Bill didn’t want to banter. “I’m sorry I yelled at you before, man. Vince, he’s sick, all right. He needs the doctor.”
Nick nodded and went out, trying to figure out what he should do next. He bent over the desk and wrote on the memo pad: “Sheriff Baker, or Whoever: I’ve gone to get the prisoners some breakfast and to see if I can hunt Dr. Soames up for Vincent Hogan. He appears to be really sick, not just playing possum. Nick Andros.”
He tore the sheet off the pad and left it in the middle of the desk. Then, tucking the pad into his pocket, he went out into the street.

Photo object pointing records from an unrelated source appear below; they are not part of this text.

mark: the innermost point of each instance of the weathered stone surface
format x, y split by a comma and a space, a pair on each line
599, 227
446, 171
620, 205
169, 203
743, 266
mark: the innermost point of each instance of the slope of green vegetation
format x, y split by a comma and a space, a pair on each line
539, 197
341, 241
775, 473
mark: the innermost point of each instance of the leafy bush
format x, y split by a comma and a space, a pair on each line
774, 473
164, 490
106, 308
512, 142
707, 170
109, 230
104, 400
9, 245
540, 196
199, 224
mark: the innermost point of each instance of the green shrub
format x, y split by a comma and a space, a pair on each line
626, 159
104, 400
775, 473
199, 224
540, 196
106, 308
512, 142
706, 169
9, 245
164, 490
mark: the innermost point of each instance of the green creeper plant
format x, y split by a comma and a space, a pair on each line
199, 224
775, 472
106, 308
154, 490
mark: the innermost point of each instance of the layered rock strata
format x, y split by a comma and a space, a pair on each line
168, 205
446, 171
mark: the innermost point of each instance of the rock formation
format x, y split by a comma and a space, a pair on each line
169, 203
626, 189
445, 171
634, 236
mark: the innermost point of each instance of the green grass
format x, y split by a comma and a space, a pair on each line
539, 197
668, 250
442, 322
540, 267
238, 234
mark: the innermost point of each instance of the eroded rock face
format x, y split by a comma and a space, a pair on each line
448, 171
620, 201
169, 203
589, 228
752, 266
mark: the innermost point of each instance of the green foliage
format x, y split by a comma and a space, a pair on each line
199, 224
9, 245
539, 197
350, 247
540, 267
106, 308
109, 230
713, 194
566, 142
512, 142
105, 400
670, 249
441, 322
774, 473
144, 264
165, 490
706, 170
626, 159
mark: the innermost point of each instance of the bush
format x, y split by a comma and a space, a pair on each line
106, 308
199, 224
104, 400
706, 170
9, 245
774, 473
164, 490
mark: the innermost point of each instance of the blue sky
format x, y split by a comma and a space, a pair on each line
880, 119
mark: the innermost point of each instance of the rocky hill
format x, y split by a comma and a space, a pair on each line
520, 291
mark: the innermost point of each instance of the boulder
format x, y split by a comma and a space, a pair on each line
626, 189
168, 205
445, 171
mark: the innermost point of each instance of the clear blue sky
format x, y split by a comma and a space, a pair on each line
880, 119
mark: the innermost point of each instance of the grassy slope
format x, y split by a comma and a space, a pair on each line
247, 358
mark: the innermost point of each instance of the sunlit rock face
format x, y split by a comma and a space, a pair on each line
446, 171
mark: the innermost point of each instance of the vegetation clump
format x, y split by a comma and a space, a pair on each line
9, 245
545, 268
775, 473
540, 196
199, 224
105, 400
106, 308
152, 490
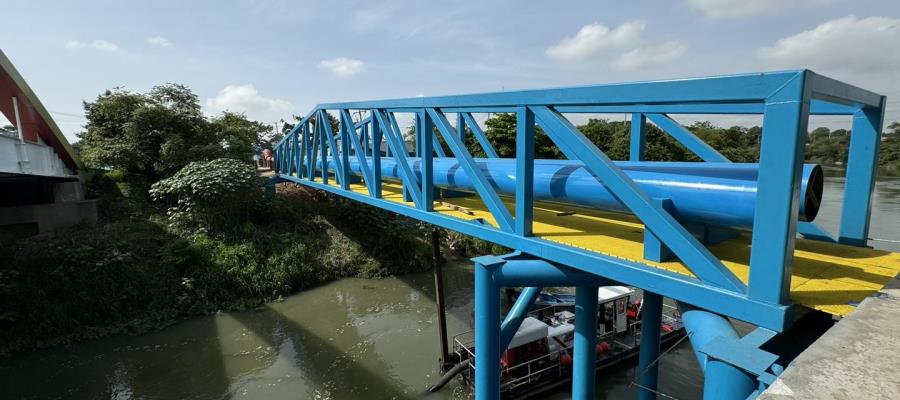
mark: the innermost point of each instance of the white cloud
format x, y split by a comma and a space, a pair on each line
594, 38
843, 44
863, 52
649, 56
98, 44
343, 66
245, 99
159, 41
735, 8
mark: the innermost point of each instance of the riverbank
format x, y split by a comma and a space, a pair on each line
135, 273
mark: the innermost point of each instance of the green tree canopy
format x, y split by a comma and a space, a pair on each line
152, 135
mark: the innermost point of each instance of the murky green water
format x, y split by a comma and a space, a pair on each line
351, 339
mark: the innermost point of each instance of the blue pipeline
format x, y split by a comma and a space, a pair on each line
720, 380
721, 194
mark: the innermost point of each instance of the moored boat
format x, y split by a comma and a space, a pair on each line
539, 357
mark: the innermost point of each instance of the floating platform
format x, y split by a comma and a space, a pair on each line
828, 277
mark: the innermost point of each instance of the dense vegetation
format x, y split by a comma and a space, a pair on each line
186, 228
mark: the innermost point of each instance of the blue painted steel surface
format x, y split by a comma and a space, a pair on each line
778, 190
524, 173
648, 366
487, 329
862, 161
786, 98
721, 380
706, 195
638, 142
517, 314
696, 257
584, 358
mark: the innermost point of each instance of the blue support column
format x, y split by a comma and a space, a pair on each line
517, 314
721, 380
487, 329
425, 134
584, 360
865, 136
648, 368
638, 136
524, 171
778, 190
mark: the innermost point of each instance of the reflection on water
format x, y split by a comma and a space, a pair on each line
351, 339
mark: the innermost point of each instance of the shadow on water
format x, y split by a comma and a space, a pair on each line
335, 372
165, 364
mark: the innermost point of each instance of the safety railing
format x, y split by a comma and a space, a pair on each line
784, 99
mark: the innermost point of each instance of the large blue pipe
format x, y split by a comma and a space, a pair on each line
721, 194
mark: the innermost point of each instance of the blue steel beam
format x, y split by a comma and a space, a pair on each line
480, 136
376, 154
427, 159
347, 120
648, 365
733, 88
837, 92
517, 314
482, 186
865, 137
399, 148
524, 171
638, 140
778, 191
687, 138
336, 156
817, 107
584, 358
695, 257
487, 329
591, 265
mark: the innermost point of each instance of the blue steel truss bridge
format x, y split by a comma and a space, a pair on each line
722, 239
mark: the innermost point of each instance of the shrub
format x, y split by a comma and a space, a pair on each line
214, 194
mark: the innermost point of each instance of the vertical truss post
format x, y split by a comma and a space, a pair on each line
461, 127
487, 328
376, 156
638, 140
321, 121
345, 151
314, 150
584, 360
304, 150
648, 368
427, 159
785, 120
865, 136
524, 171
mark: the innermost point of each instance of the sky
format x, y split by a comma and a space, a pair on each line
277, 58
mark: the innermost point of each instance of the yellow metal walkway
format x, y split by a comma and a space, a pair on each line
827, 277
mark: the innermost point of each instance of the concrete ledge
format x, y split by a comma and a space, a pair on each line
858, 358
50, 217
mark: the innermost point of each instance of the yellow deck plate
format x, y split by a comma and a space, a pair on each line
827, 277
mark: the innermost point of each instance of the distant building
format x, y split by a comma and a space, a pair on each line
40, 188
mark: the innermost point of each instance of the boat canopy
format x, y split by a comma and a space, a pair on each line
609, 293
532, 329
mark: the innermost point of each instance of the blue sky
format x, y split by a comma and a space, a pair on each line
271, 59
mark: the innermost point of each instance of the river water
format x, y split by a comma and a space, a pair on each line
350, 339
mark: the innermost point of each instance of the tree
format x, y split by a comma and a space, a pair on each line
149, 136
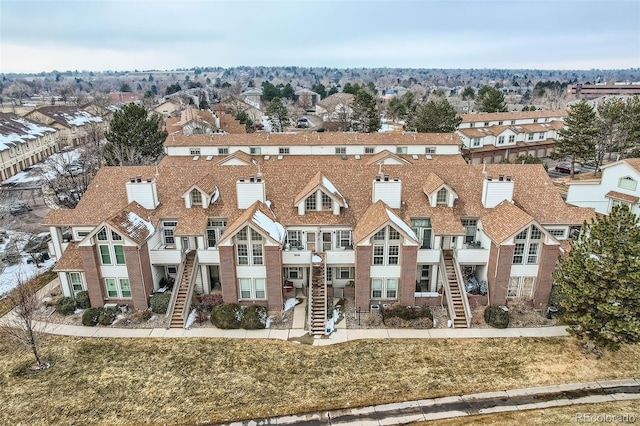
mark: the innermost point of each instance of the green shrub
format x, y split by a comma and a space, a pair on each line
66, 305
406, 313
90, 316
82, 300
107, 316
496, 317
254, 317
160, 302
227, 315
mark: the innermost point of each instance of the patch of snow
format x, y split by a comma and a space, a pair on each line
191, 319
290, 303
274, 229
396, 220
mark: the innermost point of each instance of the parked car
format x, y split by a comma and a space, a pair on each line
566, 168
19, 209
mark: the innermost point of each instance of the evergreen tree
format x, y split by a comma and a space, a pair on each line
490, 99
365, 112
134, 138
577, 141
435, 116
278, 115
599, 280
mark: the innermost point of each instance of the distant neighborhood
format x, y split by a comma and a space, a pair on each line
382, 192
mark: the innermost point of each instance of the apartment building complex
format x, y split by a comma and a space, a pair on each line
494, 137
382, 218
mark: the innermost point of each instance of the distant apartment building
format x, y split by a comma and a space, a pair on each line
23, 143
75, 125
258, 218
602, 89
494, 137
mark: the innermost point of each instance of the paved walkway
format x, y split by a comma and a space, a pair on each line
467, 405
340, 335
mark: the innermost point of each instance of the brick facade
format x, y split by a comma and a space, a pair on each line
498, 272
273, 262
544, 281
408, 271
228, 278
91, 266
139, 294
362, 282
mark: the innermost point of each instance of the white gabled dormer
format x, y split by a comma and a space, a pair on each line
438, 192
144, 192
495, 191
203, 193
388, 190
250, 190
320, 195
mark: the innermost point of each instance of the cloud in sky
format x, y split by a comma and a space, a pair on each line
156, 34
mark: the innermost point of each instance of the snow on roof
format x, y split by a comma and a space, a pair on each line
275, 229
396, 220
15, 129
331, 188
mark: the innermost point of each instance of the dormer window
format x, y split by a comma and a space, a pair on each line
310, 203
196, 197
327, 202
628, 183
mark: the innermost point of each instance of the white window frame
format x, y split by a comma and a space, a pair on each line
293, 273
168, 228
628, 183
215, 229
249, 247
521, 287
76, 285
121, 286
385, 248
528, 244
384, 288
252, 288
196, 197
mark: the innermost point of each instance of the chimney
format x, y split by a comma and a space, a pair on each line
496, 191
389, 191
144, 193
248, 191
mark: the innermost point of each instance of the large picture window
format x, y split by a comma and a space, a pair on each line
252, 288
384, 288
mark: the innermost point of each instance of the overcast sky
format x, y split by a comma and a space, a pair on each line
150, 34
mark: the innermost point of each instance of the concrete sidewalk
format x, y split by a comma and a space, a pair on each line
466, 405
340, 335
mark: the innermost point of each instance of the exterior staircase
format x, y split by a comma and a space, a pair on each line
459, 316
318, 297
181, 303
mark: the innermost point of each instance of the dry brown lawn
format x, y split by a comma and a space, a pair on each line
188, 381
559, 416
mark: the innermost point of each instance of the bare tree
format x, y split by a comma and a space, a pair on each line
67, 175
21, 324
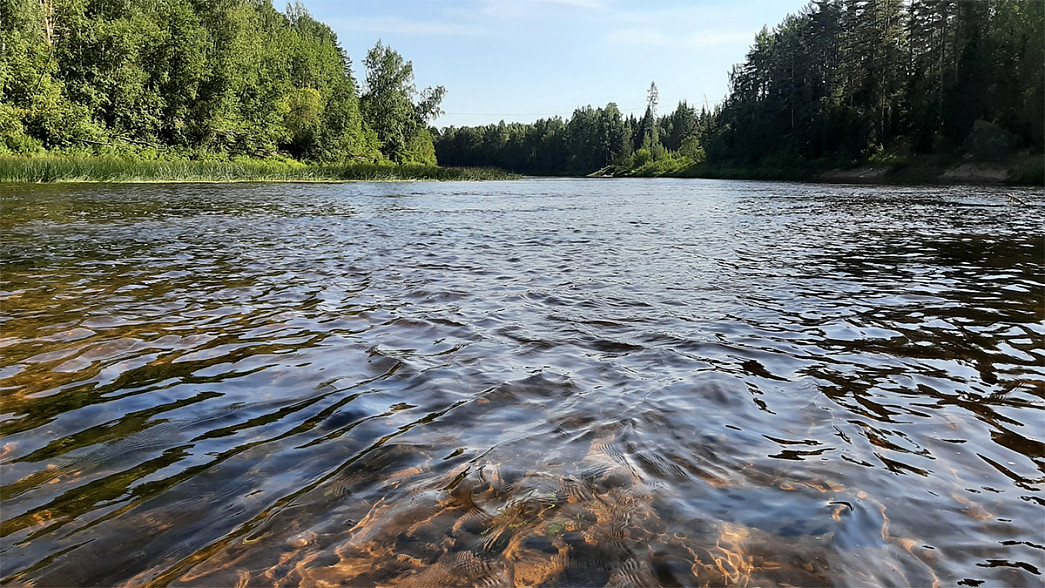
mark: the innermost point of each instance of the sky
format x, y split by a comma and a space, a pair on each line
524, 60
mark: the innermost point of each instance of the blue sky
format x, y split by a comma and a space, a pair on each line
524, 60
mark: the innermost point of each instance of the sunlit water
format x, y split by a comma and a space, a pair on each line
539, 382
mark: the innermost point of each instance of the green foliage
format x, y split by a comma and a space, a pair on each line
211, 80
49, 168
393, 109
990, 141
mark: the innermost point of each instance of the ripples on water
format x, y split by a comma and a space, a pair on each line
560, 382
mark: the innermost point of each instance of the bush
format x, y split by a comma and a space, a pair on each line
990, 141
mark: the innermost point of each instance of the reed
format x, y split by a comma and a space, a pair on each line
51, 168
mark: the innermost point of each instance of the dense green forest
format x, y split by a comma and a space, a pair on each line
201, 79
839, 83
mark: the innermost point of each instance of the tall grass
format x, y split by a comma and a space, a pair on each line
51, 168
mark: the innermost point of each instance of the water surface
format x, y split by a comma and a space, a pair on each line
537, 382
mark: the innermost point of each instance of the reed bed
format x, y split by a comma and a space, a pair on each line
48, 169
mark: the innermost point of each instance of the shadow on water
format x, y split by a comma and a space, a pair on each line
543, 382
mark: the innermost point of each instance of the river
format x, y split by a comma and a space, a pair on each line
535, 382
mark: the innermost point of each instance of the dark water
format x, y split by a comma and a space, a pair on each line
542, 382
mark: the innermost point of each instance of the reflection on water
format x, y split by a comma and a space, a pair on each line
542, 382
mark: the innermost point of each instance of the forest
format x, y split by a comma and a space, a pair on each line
839, 83
202, 79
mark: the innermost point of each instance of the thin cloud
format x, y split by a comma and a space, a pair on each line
398, 25
698, 40
586, 4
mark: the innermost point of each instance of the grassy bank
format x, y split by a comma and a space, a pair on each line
1026, 169
56, 168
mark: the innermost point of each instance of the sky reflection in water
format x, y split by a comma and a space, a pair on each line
551, 381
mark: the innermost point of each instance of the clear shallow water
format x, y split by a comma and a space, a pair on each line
554, 381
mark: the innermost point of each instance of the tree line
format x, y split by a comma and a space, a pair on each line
205, 78
840, 80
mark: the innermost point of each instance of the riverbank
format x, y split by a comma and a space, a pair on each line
70, 169
1026, 170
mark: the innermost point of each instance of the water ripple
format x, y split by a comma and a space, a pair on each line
540, 382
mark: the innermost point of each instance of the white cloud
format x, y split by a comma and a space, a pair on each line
586, 4
399, 25
697, 40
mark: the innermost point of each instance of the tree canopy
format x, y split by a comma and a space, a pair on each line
840, 80
207, 78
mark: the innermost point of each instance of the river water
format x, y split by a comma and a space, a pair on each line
536, 382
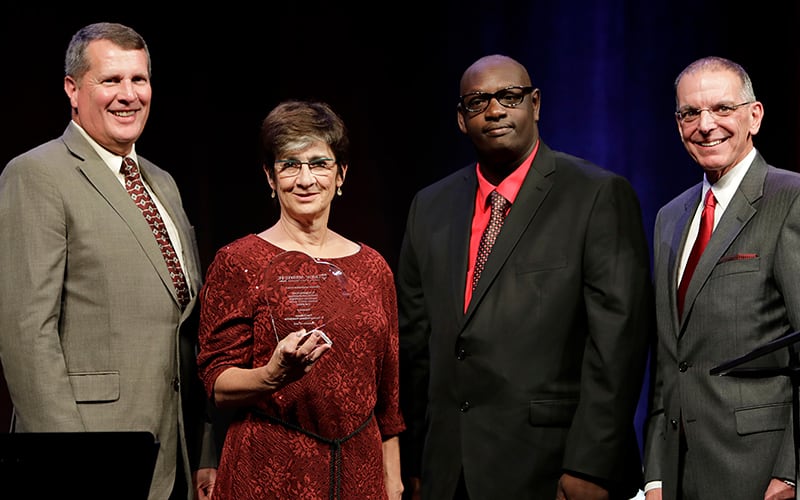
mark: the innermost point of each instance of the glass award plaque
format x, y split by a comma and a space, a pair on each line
304, 292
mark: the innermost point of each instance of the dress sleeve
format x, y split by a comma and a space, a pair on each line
226, 318
387, 408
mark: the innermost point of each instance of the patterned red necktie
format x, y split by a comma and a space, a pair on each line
499, 205
140, 196
703, 235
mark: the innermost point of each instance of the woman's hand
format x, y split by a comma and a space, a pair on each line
295, 356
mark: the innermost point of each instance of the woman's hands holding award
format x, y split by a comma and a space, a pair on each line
304, 295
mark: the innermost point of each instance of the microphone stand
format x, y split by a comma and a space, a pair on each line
733, 368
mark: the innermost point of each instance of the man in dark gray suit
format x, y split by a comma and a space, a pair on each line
712, 437
527, 386
90, 318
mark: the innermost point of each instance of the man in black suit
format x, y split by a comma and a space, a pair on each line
525, 386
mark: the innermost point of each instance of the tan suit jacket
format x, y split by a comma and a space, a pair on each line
90, 326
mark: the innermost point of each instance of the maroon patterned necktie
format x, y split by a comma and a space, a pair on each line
499, 205
703, 235
140, 196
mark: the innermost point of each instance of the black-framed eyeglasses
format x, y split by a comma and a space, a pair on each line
319, 167
509, 97
689, 115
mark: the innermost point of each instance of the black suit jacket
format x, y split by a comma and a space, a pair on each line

The first thing that struck him was the still heat of the day and the smell of greenery. By afternoon it was going to be a scorcher. It was the sort of day when people like to get their chores and errands done early so they can spend the afternoon as quietly as possible, but to Nick, Shoyo’s main street looked strangely indolent this forenoon, more like a Sunday than a workday.
Most of the diagonal parking spaces in front of the stores were empty. A few cars and farm trucks were going up and down the street, but not many. The hardware store looked open, but the shades of the Mercantile Bank were still drawn, although it was past nine now.
Nick turned right, toward the truck-stop, which was five blocks down. He was on the corner of the third block when he saw Dr. Soames’s car moving slowly up the street toward him, weaving a little from side to side, as if with exhaustion. Nick waved vigorously, not sure if Soames would stop, but Soames pulled in at the curb, indifferently taking up four of the slanted parking spaces. He didn’t get out but merely sat behind the wheel. The look of the man shocked Nick. Soames had aged twenty years since he had last seen him bantering casually with the sheriff. It was partly exhaustion, but exhaustion couldn’t be the whole explanation—even Nick could see that. As if to confirm his thought, the doctor produced a wrinkled handkerchief from his breast pocket like an old magician doing a creaky trick that does not interest him much anymore, and sneezed into it repeatedly. When he was done he leaned his head back against the car’s seat, mouth half-open to draw breath. His skin looked so shiny and yellow that he reminded Nick of a dead person.